Wednesday, October 19, 2005 | The City Council chose not to transfer the Fairbanks Ranch Country Club and other city-owned properties to its underfunded pension system on Tuesday, rejecting a proposal to settle a civil lawsuit that argues that the city did not fully fund its pension system for almost a decade.

The council unanimously chose to reject the agreement proposed by plaintiffs’ attorney Michael Conger that would have required the city to transfer nine parcels of city land totaling $130 million. In June, Conger filed the lawsuit on behalf of former city worker William McGuigan, alleging that the city has not paid a financially sound amount into the San Diego City Employees’ Retirement System since 1996.

A lawsuit filed in 2004 by city retiree James Gleason, who was also represented by Conger, was settled after the city pledged to pay an actuarially sound amount into the fund beginning with the current fiscal year. The Gleason suit was grounded in the same evidence that showed the city was underfunding the system, Conger said.

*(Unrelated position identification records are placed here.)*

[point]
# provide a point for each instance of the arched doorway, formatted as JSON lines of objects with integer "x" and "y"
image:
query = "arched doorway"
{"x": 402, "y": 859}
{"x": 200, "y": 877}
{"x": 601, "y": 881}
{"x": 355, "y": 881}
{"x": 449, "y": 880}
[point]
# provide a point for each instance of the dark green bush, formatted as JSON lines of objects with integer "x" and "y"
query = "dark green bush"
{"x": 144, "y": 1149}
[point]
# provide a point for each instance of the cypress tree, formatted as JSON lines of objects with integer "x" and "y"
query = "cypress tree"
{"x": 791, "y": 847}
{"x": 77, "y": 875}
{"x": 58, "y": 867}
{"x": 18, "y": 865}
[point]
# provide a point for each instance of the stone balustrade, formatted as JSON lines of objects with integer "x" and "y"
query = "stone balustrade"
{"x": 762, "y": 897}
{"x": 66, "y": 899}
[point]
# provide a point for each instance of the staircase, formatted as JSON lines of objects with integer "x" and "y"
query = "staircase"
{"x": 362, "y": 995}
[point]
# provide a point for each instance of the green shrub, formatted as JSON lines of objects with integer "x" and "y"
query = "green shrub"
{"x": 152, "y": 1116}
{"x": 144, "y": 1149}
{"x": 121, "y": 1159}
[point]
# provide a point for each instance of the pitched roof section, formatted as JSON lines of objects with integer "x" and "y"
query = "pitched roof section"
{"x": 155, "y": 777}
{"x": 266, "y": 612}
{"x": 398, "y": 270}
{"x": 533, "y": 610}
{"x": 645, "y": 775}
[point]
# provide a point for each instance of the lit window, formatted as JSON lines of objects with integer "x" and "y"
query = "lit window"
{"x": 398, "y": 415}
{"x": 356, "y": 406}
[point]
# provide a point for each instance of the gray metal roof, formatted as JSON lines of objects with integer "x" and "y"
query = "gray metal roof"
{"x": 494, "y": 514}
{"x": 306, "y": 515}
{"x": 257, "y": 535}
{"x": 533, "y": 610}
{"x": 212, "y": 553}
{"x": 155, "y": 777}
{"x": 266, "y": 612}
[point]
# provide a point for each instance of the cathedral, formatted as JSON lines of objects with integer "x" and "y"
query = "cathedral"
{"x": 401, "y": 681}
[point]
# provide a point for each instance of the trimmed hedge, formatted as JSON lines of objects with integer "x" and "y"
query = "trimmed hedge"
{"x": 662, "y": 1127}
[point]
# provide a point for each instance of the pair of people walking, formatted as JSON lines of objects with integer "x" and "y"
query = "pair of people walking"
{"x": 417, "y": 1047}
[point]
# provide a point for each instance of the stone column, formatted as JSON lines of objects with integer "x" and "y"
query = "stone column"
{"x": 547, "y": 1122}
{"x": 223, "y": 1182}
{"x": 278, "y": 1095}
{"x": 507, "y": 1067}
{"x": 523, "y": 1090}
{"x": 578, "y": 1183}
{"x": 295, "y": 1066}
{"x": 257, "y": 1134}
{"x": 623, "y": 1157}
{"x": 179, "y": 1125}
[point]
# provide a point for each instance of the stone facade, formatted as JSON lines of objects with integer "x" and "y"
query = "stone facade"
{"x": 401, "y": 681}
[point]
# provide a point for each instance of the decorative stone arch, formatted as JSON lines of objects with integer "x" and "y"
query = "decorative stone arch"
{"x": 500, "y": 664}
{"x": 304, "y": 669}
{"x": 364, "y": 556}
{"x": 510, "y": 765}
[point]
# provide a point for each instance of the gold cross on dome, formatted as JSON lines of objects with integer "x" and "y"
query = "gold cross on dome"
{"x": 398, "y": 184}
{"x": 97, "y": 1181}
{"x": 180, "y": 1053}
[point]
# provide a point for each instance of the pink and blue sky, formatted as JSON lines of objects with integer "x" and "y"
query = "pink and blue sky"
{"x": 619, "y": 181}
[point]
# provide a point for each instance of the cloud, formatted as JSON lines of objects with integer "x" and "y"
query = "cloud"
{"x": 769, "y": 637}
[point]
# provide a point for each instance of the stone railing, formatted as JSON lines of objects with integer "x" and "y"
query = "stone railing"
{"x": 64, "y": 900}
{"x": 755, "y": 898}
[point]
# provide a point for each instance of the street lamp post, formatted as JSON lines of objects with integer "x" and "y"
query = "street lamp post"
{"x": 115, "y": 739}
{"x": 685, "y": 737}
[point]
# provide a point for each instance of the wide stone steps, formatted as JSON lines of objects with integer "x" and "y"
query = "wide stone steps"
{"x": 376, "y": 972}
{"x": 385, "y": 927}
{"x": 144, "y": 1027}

This year’s payment compares with $130 million in the previous fiscal year. The increased payment forced the city to cut back on other day-to-day expenditures, such as library hours, park maintenance and police community service officers. Next year’s payment will likely exceed $200 million.

In addition to Fairbanks Ranch, Conger proposes that Sports Arena Village, the World Trade Center on Cortez Hill and six other undeveloped properties around town be transferred. The nine properties were being used as collateral on making payments that complied with the Gleason settlement, but that ended in July when the city paid $163 million.

Five of the six council members voted against Conger’s proposal, with Councilman Brian Maienschein absent from the closed session meeting.

Councilman Tony Young, who has supported selling off excess public land to raise revenue to curb cuts to the city’s day-to-day budget, said he didn’t want to act hastily. He wanted city management and the City Attorney’s Office to study the action more thoroughly, he said.

“We haven’t had that conversation to my satisfaction yet,” Young said.

Councilman Jim Madaffer also said it was too early to settle the case, although he reiterated that he believes that the pension fund needs to be better funded.

“I agree with the basic tenets of the case, that the city needs to make whole what it has not paid into the pension system since 1996,” Madaffer said. “The real issue with this case is that the city has not even been served yet.”

In its latest round of labor contracts, the city pledged to infuse a lump payment of $600 million into SDCERS by the 2008 fiscal year in addition to annual contributions that over that period total at least $500 million.